The system architecture consists of three roles: an encoder that produces both H.265 streams and prompt‑based representations, a server that stores all versions with metadata (decode latency, bitrate, quality), and a client that runs the computation‑aware scheduler and a decoder dispatcher. The dispatcher routes H.265 chunks to the CPU‑Video Decoder (VD) and prompt chunks to GPU/NPUs running the diffusion model, exploiting parallelism across these hardware units.
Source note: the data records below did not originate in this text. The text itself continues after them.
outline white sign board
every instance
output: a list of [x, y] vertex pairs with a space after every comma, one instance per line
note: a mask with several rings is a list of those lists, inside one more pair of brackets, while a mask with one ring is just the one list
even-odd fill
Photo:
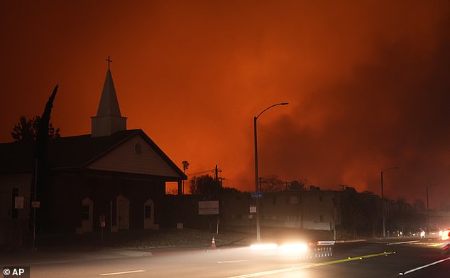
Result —
[[23, 208], [23, 196], [14, 197], [14, 208]]
[[218, 201], [199, 201], [199, 214], [219, 214]]

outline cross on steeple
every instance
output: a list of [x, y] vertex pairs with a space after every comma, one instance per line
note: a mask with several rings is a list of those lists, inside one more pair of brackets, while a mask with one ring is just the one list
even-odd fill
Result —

Evaluation is performed using the PDAS short‑video simulator, real mobile network traces, and user swipe logs. Compared with state‑of‑the‑art preloading strategies, PromptPream reduces average stall time and bandwidth waste by more than 31 % and improves overall Quality‑of‑Experience (QoE) by 45 %. The gains are especially pronounced under volatile bandwidth or aggressive user scrolling, where prompt‑based keyframes can be decoded ahead of playback while traditional chunks continue downloading.
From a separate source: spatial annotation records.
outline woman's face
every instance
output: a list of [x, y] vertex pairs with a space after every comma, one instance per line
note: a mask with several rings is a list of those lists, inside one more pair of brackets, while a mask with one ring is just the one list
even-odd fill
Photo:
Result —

The paper acknowledges several limitations: the approach relies on devices equipped with capable GPUs or NPUs, which may not hold for low‑end phones; diffusion decoding is energy‑intensive, raising battery‑life concerns; server‑side prompt inversion incurs extra compute cost; and the use of generative models introduces potential copyright and security considerations. Future work includes developing lightweight diffusion variants, energy‑aware scheduling policies, and addressing legal aspects of generated content.
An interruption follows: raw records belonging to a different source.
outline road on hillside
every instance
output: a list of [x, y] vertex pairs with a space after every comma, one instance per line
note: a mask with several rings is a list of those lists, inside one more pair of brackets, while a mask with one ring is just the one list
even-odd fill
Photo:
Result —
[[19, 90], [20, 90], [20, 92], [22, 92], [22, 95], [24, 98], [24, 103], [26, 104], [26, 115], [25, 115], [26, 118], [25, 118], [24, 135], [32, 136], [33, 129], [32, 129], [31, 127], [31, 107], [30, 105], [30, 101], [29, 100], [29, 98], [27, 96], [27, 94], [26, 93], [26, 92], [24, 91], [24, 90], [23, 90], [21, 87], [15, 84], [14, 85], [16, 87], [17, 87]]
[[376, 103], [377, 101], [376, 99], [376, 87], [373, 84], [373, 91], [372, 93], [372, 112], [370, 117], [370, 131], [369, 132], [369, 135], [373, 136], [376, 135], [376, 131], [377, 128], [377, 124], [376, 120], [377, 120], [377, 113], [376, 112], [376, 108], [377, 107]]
In summary, PromptPream demonstrates that “smaller is better” when the “smaller” refers to semantic prompt representations and the “better” comes from leveraging on‑device generative computation. By tightly integrating gradient‑based prompt inversion, computation‑aware scheduling, and scalable tree‑search planning, the system simultaneously cuts bandwidth consumption, eliminates playback stalls, and delivers higher perceived video quality, pointing toward a new direction for mobile video streaming research.